# while hunting for eggs we found these :D



## paigew (Apr 8, 2012)

Do any of you bug shooters know what kind this is? We tried googling to no avail  They are swarming our yard right now, eating a whole fence line of ivy. Shot these with my 50mm 1.8




IMG_8198.jpg by paige_w, on Flickr




IMG_8215.jpg by paige_w, on Flickr




IMG_8216.jpg by paige_w, on Flickr

and one of my nature girl who discovered our caterpillar farm and who was so gentle with her 'friends' 



IMG_8205.jpg by paige_w, on Flickr


----------



## Joel_W (Apr 8, 2012)

Can't help you with the name. But it's a very nice set. Picture 1 is the best of the lot for me. Nice DOF. I didn't include the picture of our daughter as part of the set. I like the composition with her facial expression and interaction with the caterpillar. Picture does look some what under exposed.


----------



## paigew (Apr 8, 2012)

thanks joel! yes, the pic of my daughter is not the 'best' picture but I had to include it anyway ! I think I messed with the curves too much because it does look a little underexposed.


----------



## cgipson1 (Apr 8, 2012)

Closest I could find was this..  NPWRC :: Caterpillars of Eastern Forests  ---------      or --------          Alypia octomaculata - Eight-spotted Forester photo - Sam Jaffe photos at pbase.com

check out these sites:

Image Gallery | Butterflies and Moths of North America

North and South American Butterflies 18-III-2012
NPWRC :: Caterpillars of Eastern Forests

Order Lepidoptera - Butterflies and Moths - BugGuide.Net

Caterpillars of North Texas

Texas caterpillars - search in pictures


----------



## paigew (Apr 8, 2012)

Thanks Charlie!! That has to be it!! I knew you would know hehehe.


----------



## cgipson1 (Apr 8, 2012)

paigew said:


> Thanks Charlie!! That has to be it!! I knew you would know hehehe.

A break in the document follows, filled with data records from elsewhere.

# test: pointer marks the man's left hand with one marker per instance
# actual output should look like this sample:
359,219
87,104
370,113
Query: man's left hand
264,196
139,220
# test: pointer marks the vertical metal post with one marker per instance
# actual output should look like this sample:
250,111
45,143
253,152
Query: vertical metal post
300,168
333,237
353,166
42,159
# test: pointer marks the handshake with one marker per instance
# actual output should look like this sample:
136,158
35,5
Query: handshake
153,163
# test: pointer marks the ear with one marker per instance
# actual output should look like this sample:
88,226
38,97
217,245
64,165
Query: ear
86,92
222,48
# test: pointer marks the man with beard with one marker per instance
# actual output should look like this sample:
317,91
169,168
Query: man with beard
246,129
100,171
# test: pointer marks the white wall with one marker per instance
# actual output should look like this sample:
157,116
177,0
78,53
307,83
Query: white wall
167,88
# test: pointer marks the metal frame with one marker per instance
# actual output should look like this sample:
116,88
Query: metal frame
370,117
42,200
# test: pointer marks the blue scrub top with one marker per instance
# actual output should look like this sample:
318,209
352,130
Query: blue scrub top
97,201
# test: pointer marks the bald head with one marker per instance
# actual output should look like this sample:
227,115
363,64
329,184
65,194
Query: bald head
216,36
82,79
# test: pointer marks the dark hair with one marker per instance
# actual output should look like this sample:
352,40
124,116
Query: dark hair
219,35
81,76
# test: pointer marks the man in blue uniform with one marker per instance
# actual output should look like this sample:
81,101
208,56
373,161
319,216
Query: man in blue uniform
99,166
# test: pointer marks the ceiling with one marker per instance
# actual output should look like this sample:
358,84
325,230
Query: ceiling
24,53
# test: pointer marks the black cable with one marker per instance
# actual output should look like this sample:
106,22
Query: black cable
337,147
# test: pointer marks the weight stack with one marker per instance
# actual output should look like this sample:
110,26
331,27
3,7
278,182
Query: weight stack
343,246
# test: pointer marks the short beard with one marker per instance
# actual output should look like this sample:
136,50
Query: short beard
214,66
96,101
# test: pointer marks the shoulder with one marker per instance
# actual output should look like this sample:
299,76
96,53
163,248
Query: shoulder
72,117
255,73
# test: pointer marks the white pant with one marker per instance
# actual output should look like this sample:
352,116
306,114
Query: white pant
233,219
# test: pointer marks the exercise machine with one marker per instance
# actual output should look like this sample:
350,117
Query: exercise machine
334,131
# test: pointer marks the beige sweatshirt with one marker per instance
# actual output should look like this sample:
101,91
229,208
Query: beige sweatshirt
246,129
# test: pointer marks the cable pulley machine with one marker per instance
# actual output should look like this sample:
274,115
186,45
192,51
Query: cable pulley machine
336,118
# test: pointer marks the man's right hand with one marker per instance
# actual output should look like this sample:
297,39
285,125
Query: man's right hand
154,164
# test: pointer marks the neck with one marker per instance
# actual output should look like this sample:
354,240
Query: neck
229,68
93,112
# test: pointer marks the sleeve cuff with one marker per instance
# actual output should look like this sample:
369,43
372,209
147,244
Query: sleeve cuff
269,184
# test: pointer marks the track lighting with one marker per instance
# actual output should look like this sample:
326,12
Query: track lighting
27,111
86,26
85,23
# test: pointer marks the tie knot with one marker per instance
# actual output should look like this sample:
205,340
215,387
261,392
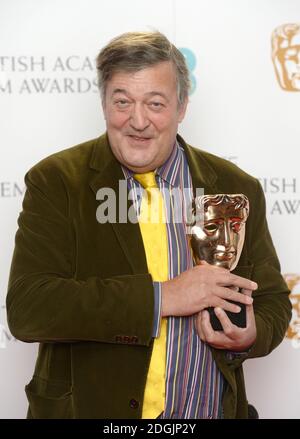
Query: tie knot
147,180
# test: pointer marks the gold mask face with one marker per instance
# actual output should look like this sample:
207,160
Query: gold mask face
218,233
286,55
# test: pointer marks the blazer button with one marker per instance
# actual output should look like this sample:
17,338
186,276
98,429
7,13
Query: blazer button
134,404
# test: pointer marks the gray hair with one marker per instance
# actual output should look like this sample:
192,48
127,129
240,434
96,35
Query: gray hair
134,51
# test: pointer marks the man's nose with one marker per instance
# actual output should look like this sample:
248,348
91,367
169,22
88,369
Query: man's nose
138,118
225,235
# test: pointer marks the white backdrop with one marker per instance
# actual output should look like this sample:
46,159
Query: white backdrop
49,101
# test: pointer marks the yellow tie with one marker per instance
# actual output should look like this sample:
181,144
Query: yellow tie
153,229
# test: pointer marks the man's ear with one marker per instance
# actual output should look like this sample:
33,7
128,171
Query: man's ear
182,110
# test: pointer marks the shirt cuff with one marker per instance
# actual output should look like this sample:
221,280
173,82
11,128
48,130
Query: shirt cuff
157,309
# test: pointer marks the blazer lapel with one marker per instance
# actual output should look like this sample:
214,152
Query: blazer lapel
203,175
108,173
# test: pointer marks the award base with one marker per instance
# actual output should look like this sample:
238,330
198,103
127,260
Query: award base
237,318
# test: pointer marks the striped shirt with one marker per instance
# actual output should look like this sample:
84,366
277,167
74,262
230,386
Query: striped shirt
194,384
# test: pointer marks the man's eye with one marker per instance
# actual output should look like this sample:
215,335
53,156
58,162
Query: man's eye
236,227
156,105
210,228
122,103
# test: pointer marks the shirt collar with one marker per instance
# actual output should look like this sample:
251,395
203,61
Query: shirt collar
168,171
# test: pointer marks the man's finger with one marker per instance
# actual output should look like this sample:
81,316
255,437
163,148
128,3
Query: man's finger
242,282
226,324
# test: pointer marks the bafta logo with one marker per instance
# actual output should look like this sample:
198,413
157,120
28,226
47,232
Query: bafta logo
293,332
286,56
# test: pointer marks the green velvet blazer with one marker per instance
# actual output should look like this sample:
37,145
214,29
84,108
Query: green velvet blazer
82,290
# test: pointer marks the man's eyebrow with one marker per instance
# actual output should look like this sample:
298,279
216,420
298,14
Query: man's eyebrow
150,93
119,90
157,93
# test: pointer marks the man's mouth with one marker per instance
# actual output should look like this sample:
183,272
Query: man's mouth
139,138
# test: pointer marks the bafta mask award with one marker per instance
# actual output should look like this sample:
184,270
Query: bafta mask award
216,235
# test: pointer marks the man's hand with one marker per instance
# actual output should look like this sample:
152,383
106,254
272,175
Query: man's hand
232,337
203,286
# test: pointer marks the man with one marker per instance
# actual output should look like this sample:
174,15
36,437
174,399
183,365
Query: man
82,287
286,55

Not totally sure.. but probably! They have so many different little stages where they change a little bit.. hard to say.


----------



## greybeard (Apr 8, 2012)

Beautiful set......looks a lot of fun


----------



## paigew (Apr 8, 2012)

greybeard said:


> Beautiful set......looks a lot of fun



Thanks


----------



## matthewo (Apr 8, 2012)

We have green ones.  They eat plants to death.  They will eat a whole tomato plant if you let them.  If you have nice plant squash them.  Crazy thing is they scream.

Sometimes if you squash them they wont die.  I had to light them on fire.  They burn.  I know its not nice.  But its the easy way to kill em


----------



## cgipson1 (Apr 8, 2012)

matthewo said:


> We have green ones.  They eat plants to death.  They will eat a whole tomato plant if you let them.  If you have nice plant squash them.  Crazy thing is they scream.

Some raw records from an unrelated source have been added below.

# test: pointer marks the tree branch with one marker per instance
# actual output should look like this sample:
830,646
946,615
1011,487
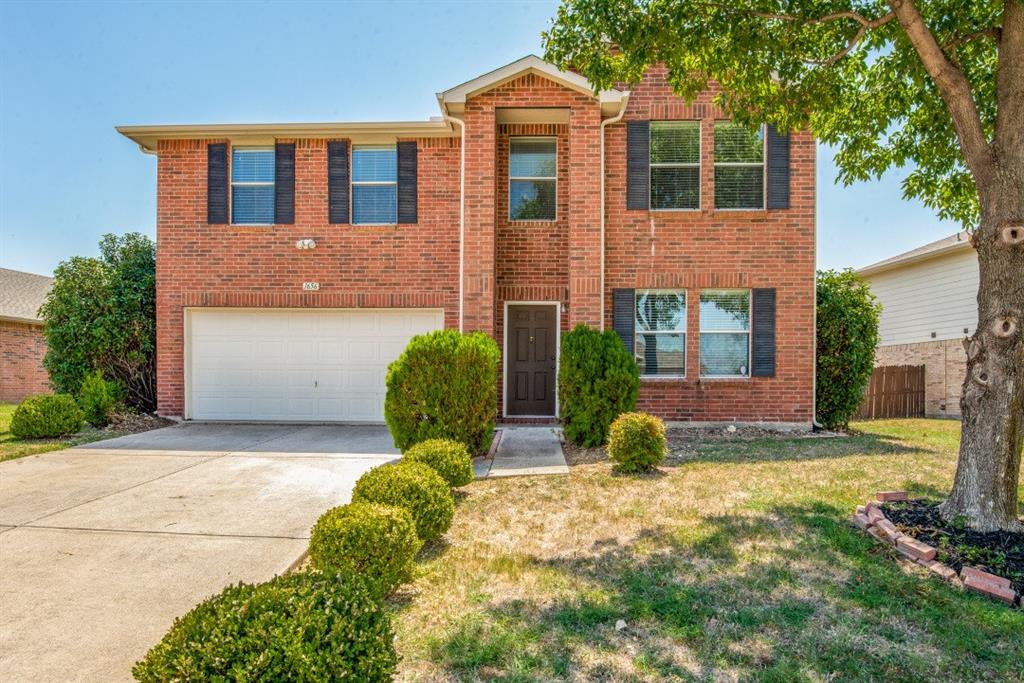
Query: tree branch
952,86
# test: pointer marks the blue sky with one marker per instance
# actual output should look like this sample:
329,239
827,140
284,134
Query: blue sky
70,72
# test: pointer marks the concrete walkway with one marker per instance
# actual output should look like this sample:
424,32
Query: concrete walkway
527,451
102,546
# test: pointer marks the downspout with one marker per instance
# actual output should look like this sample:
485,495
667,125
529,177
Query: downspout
462,206
614,119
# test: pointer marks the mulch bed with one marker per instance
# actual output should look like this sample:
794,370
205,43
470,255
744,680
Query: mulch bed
1000,553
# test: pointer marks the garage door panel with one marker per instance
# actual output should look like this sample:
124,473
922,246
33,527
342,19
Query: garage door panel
299,366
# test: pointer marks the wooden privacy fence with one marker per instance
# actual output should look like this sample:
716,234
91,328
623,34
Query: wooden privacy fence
895,391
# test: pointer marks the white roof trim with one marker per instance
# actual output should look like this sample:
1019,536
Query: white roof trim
528,65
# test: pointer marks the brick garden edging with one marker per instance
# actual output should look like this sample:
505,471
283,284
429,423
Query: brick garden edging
870,518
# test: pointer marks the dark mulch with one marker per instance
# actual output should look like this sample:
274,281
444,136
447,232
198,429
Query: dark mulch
1000,553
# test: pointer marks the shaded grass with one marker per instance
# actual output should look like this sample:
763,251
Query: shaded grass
737,563
11,446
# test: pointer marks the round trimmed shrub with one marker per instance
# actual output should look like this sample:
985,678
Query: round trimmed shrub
414,486
848,333
636,442
448,458
376,542
443,386
46,416
598,380
307,626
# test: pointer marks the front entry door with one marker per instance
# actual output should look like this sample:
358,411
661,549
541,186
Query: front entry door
529,350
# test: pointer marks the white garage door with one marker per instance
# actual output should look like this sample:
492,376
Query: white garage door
320,366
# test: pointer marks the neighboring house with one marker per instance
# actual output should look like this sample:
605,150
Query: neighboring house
929,304
295,261
23,344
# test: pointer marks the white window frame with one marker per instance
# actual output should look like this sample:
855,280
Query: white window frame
232,183
652,165
353,182
764,171
546,138
748,332
683,332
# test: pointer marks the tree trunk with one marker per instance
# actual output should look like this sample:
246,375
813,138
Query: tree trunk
984,493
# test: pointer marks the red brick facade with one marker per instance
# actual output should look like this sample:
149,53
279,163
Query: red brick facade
417,265
22,349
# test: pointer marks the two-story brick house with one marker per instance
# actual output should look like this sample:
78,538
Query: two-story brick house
296,260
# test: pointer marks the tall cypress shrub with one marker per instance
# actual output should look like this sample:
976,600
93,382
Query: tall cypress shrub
598,380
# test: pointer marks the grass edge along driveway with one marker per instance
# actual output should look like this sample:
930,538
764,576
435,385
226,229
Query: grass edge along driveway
734,562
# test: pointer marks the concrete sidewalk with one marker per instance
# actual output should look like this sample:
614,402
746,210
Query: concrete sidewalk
527,451
101,547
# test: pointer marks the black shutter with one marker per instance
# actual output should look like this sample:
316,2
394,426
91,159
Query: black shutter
337,181
216,182
284,183
407,181
778,169
638,165
624,314
764,333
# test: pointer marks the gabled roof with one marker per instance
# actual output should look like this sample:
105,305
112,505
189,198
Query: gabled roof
954,242
454,99
22,294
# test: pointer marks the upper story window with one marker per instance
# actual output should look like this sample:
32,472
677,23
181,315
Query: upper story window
532,178
725,333
739,167
375,184
675,165
252,185
660,333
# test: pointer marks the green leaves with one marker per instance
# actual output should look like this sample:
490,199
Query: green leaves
847,333
844,69
100,315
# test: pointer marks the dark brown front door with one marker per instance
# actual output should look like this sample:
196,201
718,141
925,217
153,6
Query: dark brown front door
530,342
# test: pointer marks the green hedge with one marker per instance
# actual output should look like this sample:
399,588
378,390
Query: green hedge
598,380
376,542
448,458
443,385
46,416
305,626
848,334
414,486
636,442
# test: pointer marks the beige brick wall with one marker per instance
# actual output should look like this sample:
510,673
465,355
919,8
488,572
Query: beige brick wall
945,366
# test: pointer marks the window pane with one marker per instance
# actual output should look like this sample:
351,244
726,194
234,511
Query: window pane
375,165
724,354
735,143
252,166
252,204
725,310
739,187
531,200
675,142
531,159
660,310
662,354
675,187
375,204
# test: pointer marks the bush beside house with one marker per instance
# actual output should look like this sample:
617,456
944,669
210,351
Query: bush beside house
598,380
847,336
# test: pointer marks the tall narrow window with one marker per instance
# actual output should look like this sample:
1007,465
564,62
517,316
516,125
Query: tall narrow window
532,178
739,167
675,165
660,333
725,333
252,186
375,184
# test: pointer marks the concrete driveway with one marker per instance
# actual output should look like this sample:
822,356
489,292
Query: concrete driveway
102,546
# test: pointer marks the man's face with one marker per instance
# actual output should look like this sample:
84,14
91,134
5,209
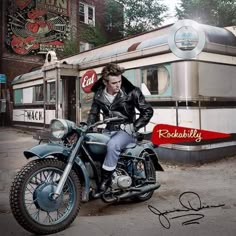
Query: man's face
113,84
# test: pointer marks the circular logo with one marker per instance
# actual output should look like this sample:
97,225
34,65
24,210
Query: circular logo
87,81
186,39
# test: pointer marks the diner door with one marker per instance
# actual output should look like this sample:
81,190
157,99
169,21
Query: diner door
71,98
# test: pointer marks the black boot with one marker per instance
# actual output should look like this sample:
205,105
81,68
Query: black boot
105,182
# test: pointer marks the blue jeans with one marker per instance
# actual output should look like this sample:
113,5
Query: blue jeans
119,140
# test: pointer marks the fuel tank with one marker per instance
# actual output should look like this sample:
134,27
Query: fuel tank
96,145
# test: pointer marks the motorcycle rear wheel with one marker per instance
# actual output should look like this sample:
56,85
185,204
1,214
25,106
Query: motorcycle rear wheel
31,202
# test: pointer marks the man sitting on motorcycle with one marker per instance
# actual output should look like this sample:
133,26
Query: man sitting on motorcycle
116,96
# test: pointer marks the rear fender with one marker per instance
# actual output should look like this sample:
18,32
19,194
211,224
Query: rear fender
136,150
52,149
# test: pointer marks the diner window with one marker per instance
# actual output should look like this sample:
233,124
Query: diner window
87,14
51,91
38,93
156,80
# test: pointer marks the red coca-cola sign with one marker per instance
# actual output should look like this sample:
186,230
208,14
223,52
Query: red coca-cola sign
87,81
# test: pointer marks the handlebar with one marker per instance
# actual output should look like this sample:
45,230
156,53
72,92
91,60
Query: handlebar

Sounds like Tomato Hornworms... they are nasty!


----------



## Tony S (Apr 8, 2012)

Looks like a "Forest Tent Catapillar" to me.... " The forest tent caterpillar is dusky gray, sparsely hairy, with fine yellow-brown stripes on the shoulder and side separated by a broad blue lateral stripe. Its most distinguishing feature is a series of white diamond or keyhole-shaped spots running along its back. "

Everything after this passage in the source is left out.